The three young men who took us to our friend had taken their bass boat out of storage and
opened their own ferry service to help. And a restaurant owner who showed up to check
on his cafe, instead of returning to the security of his home, opened his restaurant to the
volunteers, giving them free coffee and water and a place to warm up.
Each of these people took a moment to consider what they had to offer, and then, without
hesitation, simply helped. But they helped with specificity.
It's human nature to ask, how can I help when someone is in a difficult situation. It's
admittedly something I have said countless times in the past. But the truth is that,
when people offered, I was in crisis, and couldn't even begin to think about what I
might need, far less consider what they might have to give.
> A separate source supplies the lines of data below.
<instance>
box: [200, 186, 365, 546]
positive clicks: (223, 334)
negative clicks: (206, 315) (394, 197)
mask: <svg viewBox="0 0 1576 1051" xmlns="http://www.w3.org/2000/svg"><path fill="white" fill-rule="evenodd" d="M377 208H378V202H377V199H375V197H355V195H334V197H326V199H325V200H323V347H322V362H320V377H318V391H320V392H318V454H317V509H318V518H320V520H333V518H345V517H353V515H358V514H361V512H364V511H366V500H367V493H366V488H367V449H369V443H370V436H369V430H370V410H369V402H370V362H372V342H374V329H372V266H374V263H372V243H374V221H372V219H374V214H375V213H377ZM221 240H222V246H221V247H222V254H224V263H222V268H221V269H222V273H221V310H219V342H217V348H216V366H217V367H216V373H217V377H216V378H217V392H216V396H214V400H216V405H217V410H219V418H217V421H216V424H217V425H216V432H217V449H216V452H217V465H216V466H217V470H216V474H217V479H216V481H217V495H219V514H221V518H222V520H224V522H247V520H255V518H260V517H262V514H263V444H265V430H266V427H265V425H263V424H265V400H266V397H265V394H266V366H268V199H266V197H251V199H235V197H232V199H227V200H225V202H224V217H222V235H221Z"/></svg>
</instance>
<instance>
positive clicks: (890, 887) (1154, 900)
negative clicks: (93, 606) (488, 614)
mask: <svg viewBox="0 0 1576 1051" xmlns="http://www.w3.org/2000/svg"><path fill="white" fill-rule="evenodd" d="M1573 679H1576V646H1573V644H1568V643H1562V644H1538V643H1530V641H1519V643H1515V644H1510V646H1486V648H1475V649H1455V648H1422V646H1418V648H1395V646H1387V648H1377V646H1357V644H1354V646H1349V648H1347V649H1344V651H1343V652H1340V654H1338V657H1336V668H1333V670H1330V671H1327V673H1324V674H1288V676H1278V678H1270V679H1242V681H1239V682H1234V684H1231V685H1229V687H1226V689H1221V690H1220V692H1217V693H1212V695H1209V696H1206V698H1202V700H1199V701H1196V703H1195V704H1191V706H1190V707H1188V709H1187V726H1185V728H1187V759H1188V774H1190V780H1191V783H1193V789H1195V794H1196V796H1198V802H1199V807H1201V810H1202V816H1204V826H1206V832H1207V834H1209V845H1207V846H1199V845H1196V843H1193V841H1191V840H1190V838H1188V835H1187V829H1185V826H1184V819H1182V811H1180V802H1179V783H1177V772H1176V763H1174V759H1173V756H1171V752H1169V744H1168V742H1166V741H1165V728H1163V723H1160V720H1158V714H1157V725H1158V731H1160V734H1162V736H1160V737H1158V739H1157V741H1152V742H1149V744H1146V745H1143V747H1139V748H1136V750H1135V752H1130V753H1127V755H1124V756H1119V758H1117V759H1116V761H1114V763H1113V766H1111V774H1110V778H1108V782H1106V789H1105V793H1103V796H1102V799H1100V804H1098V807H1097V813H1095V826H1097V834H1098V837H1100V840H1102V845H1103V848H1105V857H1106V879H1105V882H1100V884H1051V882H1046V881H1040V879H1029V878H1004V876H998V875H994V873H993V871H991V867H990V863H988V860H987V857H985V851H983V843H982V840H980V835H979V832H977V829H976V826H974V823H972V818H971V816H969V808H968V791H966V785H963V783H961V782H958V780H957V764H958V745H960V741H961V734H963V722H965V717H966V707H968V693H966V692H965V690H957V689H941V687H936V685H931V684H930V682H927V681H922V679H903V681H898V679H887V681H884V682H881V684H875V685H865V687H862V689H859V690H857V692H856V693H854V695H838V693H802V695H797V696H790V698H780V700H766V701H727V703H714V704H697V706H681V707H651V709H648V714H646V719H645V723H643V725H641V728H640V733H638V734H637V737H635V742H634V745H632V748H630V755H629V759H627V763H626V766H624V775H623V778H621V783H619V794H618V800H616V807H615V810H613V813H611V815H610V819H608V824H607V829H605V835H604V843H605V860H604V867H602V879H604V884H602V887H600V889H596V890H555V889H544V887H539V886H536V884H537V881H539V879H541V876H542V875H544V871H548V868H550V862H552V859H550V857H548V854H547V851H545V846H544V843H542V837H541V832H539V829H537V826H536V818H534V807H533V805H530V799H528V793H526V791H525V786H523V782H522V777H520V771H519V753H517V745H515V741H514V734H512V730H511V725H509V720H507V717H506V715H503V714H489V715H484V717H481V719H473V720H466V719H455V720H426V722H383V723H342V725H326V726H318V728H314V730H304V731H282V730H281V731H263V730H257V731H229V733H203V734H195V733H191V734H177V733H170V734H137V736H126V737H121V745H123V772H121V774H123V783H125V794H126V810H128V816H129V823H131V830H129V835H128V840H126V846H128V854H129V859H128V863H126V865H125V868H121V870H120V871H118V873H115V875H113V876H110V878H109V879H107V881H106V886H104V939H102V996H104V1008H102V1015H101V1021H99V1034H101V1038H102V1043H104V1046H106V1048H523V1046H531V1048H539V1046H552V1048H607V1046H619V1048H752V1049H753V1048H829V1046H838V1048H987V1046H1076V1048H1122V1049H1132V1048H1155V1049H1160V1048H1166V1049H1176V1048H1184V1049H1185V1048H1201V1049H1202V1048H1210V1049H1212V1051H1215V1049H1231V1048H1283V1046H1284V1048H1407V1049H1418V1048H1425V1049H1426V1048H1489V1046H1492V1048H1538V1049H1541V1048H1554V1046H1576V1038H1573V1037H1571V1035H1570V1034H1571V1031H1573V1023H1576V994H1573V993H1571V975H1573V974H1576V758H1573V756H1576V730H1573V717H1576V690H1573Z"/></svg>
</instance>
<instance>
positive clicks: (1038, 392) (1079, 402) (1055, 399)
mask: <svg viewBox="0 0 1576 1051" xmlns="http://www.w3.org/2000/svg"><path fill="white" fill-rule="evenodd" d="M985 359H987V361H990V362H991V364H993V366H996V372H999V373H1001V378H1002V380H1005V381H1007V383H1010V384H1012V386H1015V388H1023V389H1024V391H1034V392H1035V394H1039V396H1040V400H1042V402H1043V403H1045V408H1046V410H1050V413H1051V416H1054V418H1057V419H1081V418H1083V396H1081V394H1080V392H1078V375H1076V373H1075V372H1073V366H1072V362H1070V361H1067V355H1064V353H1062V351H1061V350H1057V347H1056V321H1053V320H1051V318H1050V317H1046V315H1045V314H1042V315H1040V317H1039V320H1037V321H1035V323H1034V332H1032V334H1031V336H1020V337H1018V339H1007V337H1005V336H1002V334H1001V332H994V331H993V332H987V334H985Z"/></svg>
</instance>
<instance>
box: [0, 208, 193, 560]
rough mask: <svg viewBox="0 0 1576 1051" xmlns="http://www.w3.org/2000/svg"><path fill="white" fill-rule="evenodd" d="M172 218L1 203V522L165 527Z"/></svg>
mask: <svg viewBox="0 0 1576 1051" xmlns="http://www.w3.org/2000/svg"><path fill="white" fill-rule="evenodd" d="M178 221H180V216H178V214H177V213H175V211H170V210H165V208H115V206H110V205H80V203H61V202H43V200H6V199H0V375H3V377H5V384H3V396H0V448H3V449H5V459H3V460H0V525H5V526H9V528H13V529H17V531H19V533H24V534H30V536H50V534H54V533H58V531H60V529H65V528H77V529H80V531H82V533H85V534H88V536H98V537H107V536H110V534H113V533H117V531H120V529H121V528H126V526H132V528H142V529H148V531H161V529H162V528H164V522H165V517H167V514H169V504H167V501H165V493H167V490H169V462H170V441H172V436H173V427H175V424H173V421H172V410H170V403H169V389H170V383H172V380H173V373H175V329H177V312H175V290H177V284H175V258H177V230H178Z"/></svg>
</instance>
More powerful have been the offers from people who have been specific, like the friend with
impeccable organizational skills who offered to be a single point of contact between us
and friends who wanted to donate clothing and tools to help deal with the damage to
our house, or chef friends who have offered us hot meals at the end of long days of mucking
out our house.
They have taught me that specific is more meaningful than general every time.
People face crises all the time. Heartbreak, grief and loss, these are facts of life. So,
I would challenge us all, when we're struck by the need to help a friend going through
a difficult time, that, instead of asking, how can I help, let's mine our own gifts,
talents and skills that we have been entrusted with, and instead declare: I can help you,
and here's how.
HARI SREENIVASAN: On the "NewsHour" online right now: If summer is the season for thrilling
beach reads, autumn offers the chance to delve deeply into some thought-provoking books on
politics, race and culture. We share 13 recommendations to put on your fall reading list.
That's on our Web site, PBS.org/"NewsHour."
Tune in later tonight for "Washington Week With Robert Costa."
And also tune in tomorrow for "PBS NewsHour Weekend."
And we will be back right here on Monday.
That's the "NewsHour" for tonight. I'm Hari Sreenivasan.
Have a great weekend. Thank you, and good night.